O que o sr. acha que ocorreu para
Pazuello não ser punido?
A narrativa que ouvi caminha em uma dupla direção. Houve uma reunião remota do Alto Comando anteontem. O comandante Paulo Sérgio pediu a opinião do Alto Comando, que teria sido majoritariamente pela punição. Não pelo ânimo de punir, mas pra preservar a hierarquia e a disciplina, sem as quais um Exército se transforma em um bando armado.
Ele (Paulo Sérgio) teria comunicado que sua decisão era não punir, o
que foi acatado por todos, pois essa é uma decisão privativa do comandante.

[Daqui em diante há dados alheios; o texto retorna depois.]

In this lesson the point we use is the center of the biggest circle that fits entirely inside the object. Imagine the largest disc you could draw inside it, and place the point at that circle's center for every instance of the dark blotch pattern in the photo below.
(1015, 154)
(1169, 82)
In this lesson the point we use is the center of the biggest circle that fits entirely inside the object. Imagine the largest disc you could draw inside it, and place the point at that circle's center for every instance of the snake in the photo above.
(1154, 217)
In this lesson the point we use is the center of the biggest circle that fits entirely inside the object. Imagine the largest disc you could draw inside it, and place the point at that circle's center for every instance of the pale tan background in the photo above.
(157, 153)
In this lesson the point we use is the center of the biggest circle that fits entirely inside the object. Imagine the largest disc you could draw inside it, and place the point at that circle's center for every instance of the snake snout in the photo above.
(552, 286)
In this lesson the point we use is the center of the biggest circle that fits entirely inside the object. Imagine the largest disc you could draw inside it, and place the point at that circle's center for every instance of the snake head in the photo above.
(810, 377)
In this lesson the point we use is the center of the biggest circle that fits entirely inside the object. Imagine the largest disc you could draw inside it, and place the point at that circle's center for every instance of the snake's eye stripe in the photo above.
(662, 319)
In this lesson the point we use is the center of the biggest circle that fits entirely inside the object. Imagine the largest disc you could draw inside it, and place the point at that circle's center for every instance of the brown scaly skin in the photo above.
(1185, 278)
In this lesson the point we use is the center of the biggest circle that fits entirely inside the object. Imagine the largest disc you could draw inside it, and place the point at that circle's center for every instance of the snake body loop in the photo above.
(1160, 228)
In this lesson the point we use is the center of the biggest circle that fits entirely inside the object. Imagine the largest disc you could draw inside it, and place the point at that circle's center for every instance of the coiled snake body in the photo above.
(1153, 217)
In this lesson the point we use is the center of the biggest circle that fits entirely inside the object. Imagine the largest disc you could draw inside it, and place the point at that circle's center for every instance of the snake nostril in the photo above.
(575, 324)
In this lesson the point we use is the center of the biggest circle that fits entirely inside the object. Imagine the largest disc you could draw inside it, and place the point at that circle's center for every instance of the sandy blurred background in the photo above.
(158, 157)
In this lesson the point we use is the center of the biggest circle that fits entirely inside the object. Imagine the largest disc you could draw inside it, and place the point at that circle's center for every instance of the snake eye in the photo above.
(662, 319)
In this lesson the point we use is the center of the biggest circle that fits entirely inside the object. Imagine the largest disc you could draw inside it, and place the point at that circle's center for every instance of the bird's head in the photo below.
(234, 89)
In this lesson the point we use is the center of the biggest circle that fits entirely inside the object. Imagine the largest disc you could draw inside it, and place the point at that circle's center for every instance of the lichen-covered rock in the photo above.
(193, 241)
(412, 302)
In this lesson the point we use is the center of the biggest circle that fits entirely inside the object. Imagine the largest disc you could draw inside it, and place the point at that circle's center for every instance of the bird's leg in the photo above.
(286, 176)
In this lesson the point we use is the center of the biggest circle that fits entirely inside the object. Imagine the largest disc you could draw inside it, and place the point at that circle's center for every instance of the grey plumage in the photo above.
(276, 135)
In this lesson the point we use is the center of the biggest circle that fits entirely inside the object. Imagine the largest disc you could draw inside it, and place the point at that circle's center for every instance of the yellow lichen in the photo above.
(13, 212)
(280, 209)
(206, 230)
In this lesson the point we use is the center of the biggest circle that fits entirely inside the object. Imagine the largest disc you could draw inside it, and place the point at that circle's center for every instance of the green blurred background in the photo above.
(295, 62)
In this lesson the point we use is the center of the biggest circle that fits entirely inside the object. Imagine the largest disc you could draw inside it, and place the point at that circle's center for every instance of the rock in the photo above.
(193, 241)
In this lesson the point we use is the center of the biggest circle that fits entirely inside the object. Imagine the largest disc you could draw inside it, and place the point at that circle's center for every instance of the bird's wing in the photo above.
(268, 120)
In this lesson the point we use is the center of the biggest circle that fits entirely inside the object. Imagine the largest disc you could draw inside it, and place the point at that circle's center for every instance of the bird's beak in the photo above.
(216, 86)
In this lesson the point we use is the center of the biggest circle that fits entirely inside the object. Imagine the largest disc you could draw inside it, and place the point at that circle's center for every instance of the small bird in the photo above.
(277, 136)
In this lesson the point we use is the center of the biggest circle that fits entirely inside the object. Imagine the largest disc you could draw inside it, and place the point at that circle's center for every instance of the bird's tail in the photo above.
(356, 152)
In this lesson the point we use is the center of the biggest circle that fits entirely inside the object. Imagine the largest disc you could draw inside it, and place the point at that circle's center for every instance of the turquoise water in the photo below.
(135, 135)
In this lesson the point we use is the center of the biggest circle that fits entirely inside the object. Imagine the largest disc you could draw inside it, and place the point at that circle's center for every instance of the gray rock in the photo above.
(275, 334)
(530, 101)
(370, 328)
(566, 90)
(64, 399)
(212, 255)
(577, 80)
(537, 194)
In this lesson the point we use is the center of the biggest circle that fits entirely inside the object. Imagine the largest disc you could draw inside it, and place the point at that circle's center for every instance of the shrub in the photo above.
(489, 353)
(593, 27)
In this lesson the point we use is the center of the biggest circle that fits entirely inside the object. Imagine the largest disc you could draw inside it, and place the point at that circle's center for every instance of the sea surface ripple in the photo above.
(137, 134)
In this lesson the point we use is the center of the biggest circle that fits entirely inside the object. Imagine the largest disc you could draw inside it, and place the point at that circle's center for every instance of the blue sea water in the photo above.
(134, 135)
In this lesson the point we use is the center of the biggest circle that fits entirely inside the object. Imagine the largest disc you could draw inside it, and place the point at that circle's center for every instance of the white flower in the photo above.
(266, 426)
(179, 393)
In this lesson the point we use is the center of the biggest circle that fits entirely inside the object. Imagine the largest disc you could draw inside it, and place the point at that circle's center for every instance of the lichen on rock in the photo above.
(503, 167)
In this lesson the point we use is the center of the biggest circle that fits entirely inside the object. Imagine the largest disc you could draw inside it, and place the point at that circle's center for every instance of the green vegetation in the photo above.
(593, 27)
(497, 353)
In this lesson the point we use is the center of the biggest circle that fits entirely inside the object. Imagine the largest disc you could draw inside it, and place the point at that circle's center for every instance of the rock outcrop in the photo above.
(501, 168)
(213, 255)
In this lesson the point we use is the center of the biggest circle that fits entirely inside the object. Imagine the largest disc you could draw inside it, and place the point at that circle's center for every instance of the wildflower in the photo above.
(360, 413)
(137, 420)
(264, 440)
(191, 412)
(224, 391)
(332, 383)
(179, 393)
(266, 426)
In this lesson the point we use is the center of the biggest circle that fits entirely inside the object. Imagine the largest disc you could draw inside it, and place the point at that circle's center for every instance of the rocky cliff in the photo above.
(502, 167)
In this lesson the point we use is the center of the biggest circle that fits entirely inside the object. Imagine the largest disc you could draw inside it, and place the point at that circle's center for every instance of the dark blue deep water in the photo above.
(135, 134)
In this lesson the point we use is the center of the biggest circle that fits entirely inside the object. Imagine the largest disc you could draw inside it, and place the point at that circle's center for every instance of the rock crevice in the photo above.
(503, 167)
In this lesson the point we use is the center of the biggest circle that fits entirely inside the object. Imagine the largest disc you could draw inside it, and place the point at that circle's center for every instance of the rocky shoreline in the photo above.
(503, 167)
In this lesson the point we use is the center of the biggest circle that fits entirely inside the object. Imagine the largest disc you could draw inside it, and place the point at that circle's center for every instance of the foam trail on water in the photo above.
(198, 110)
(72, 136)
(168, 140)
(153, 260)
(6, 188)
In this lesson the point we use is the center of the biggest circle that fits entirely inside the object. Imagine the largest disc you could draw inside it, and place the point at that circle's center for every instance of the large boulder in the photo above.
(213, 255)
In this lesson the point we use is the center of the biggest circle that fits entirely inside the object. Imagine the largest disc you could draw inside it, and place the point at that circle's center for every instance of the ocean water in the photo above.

Ouvi de outros que o general disse a oficiais mais próximos que teria agido
para evitar uma crise maior, resultante da punição de Pazuello que viesse a ser
anulada, o que implicaria no afastamento em dois meses do segundo comandante do
Exército.
Ao fim e ao cabo, agrava-se a crise
em vez de encerrá-la?
Aqui vale a frase do Churchill em relação à política de apaziguamento de (Neville) Chamberlain (em 1938, em relação à Hitler): ‘Vocês não terão a paz, e terão a guerra’. O que quero dizer é que os militares daqui estão enfrentando o que os da Venezuela enfrentaram no início do período chavista. Bolsonaro persegue o modelo de Chávez. Ele, como Chávez, quer reduzir o comando dos militares para transferi-lo para a política. Ou seja, para ele.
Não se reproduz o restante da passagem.